Triggers are normally subtle and sometimes unrecognizable. But when it’s the same trigger over and over it becomes more apparent and loud. Our mental health is being tested and challenged. We are forced to react versus respond. We go through the emotional rollercoaster from happy to sad, frustrated, confused, and even angry. We think the nudge of irritation is something that will just dissolve and go away. But then it hits again. The incident, the verbal abuse, the behaviors, the media, a friend, or foe, a parent, a coworker, the jabs, the side comments, the images, all of it, hits us like it was one of our own,. Like the person is doing this on purpose to antagonize and patronize. Like the media is insensitive to it’s audience. Like the imagery, the words, the actions doesn’t strike a nerve, a negative emotion, or cause turmoil such as stress or high blood pressure.

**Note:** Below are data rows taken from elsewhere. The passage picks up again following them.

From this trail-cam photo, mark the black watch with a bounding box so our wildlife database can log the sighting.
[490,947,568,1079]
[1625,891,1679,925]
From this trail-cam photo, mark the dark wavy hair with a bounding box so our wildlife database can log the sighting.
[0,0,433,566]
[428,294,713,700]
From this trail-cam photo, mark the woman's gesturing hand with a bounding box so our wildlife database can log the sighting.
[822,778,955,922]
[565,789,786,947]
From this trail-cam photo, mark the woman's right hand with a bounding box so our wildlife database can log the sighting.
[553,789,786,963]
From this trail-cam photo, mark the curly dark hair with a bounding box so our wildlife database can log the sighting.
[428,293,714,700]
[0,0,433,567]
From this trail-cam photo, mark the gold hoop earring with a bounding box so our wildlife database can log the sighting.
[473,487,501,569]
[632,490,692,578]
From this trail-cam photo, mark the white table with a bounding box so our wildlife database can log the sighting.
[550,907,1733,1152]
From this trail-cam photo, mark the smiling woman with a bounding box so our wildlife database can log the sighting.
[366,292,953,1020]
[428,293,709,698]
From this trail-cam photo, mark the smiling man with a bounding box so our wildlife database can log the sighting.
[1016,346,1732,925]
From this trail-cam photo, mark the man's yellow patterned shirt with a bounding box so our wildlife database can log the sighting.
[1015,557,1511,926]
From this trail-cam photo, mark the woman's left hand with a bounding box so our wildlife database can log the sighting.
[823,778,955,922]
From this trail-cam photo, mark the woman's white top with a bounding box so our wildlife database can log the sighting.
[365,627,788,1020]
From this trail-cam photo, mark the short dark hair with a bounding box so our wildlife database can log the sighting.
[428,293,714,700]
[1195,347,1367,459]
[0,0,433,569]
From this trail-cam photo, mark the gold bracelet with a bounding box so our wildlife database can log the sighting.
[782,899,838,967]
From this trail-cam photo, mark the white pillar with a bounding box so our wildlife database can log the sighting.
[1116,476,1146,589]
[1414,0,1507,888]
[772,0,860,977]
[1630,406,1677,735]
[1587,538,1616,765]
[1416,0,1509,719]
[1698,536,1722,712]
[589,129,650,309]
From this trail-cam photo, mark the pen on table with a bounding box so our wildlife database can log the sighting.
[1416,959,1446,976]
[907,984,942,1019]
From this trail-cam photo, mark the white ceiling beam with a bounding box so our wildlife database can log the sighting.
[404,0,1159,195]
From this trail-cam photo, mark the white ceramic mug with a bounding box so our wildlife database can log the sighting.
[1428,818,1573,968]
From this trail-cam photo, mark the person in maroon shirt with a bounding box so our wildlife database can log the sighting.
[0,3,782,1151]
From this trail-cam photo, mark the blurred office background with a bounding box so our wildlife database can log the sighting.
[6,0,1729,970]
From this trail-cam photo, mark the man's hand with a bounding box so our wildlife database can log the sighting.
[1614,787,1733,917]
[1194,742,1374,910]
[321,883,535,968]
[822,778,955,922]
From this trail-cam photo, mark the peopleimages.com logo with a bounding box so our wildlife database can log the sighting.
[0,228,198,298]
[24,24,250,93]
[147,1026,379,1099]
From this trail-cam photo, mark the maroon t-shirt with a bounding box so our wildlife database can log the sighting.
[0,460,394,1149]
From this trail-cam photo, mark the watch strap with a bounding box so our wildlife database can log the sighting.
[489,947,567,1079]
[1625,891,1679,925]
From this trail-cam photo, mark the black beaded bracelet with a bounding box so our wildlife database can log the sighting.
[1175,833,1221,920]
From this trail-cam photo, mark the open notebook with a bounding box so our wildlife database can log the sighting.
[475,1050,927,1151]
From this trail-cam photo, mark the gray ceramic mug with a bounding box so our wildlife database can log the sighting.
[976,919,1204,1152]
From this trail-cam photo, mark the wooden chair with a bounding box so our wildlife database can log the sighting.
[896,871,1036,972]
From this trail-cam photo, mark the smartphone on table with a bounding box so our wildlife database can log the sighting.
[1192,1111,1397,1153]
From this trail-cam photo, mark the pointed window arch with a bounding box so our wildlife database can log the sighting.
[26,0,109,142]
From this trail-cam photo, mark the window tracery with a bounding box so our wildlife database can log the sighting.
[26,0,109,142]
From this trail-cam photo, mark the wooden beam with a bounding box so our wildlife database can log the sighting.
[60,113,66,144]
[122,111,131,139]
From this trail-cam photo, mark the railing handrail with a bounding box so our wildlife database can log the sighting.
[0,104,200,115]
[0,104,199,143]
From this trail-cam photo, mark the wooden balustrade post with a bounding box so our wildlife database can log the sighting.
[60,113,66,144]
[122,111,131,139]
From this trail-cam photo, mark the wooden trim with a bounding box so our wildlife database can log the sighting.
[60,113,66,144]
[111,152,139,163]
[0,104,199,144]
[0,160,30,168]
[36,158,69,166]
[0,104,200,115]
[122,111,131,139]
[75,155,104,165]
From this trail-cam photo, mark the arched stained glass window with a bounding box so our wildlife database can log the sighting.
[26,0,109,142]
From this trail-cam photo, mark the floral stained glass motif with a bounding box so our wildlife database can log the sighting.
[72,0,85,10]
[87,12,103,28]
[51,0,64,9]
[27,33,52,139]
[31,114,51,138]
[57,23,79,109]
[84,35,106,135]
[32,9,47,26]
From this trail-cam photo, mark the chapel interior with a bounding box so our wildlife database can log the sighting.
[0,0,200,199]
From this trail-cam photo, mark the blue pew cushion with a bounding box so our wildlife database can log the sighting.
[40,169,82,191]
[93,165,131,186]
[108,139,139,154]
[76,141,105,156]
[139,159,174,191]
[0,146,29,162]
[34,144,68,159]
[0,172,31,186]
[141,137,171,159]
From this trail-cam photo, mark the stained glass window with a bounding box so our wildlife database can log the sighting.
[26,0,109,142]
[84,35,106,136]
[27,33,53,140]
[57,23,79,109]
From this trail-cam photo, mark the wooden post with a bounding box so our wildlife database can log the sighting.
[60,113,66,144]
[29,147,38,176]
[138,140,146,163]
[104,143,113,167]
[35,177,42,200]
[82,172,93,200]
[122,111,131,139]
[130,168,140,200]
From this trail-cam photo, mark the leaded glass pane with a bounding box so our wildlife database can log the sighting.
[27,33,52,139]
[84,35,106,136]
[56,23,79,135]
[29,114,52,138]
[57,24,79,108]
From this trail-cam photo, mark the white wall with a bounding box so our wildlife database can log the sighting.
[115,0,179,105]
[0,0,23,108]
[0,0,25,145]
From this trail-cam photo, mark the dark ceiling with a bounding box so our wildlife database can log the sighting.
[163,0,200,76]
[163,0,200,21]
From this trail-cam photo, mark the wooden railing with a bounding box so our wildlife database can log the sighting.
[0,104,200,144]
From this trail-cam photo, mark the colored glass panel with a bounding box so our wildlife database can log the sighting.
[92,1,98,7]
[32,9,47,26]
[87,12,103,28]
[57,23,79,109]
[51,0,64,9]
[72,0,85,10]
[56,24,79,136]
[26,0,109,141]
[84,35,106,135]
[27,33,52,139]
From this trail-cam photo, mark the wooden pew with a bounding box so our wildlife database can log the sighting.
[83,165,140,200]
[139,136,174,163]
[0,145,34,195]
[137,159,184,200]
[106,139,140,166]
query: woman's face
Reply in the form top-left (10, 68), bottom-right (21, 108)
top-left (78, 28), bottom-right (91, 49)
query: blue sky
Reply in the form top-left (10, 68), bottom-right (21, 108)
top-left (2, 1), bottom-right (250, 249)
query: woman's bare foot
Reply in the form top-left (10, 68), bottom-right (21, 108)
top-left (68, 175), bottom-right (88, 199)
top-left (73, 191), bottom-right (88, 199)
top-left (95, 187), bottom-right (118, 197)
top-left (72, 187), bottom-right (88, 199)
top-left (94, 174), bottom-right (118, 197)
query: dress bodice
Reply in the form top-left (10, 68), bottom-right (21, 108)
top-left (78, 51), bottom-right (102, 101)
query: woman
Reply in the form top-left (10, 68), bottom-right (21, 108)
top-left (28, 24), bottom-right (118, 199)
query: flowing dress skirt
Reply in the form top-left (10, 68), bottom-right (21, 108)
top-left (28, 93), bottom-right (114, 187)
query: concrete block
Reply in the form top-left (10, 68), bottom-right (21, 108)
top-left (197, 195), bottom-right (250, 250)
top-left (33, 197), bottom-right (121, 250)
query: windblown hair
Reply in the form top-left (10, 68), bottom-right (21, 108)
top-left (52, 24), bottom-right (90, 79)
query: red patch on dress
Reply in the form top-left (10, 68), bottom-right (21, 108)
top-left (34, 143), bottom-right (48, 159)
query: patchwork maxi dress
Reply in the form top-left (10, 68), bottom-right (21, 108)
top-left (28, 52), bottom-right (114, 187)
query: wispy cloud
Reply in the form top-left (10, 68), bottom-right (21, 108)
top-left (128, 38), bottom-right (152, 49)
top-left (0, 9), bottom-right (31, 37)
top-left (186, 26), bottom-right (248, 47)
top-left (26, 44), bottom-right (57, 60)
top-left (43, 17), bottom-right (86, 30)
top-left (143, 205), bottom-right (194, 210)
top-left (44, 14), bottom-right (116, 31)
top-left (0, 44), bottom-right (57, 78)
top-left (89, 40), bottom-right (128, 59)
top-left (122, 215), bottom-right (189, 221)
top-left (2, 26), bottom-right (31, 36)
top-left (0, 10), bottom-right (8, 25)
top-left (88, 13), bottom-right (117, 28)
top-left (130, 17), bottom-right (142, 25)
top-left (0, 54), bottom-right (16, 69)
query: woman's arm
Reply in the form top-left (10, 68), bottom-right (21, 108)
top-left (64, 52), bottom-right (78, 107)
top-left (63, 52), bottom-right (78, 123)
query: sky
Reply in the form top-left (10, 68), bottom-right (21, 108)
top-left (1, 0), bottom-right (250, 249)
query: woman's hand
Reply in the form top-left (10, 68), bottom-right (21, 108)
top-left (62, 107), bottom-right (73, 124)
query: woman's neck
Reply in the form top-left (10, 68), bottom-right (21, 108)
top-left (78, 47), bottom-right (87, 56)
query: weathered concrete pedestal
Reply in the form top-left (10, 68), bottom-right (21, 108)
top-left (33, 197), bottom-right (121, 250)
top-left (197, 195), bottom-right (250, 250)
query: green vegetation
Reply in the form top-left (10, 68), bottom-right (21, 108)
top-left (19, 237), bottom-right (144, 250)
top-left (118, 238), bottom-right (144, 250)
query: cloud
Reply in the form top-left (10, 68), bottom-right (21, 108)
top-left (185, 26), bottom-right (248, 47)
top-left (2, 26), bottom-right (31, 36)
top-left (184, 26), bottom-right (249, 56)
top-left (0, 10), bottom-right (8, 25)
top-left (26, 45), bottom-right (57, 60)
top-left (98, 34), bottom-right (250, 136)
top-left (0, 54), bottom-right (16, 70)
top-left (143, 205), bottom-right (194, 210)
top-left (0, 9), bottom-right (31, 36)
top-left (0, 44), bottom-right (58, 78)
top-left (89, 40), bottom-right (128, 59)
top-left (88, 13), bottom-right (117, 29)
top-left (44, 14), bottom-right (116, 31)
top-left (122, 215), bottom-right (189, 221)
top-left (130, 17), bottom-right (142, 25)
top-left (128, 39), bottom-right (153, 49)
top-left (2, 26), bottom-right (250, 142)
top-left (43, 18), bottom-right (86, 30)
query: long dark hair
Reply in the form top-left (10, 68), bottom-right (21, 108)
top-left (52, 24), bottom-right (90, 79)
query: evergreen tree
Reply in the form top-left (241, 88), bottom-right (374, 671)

When do you address them? When do you acknowledge them? When do you not supress them? We can’t walk around and act like we are unbothered. It hurts. It’s painful. It’s repetitive. It’s frustrating. It’s TRAUMA. So how do we deal with them? Them as in triggers, as in someone ( wife, husband, sibling, parent, manager, friend, media) who pushes your buttons every chance they get, as in the stress and the exhaustion of corportate America along with their high expectations, as in the constant imagery, words, and stories of white superamcy, racism, and police brutality, as in becoming face to face with your attacker, abuser, or manipulator, as in the heartbreak from your ex, as in your uncontrolled children screaming, yelling, and crying until you breakdown, the victimized triggers, the anxiety and panic attack triggers, the social media and news triggers, the obesseion of perfection triggers, the botched and body triggers, the absentee mother or father triggers, abandonment triggers, insecurity triggers, hell the ISOLATION triggers!
We all suffer from something and or someone that strikes a TRIGGER in us. Some of us carry on knowing that the weight of the trigger is heavy. And it pushes DEEP down in you and believe it or not it projects onto other people. And it will come out of you some way whether that be a serious illness, adverse action, or a break down. We have to get to a place to not apologize how we FEEL. Expression of emotion and feelings is the BEST way to begin the healing proccess of those triggers. Don’t bottle it up. Now is the time to have important conversations and address the triggers. Some of ya’ll are losing your mind ITCHING to go outside and join the rat race again. But it’s time to DEAL with yourself. It’s time to heal.
What’s triggering you? Me? Well, How much time do we have?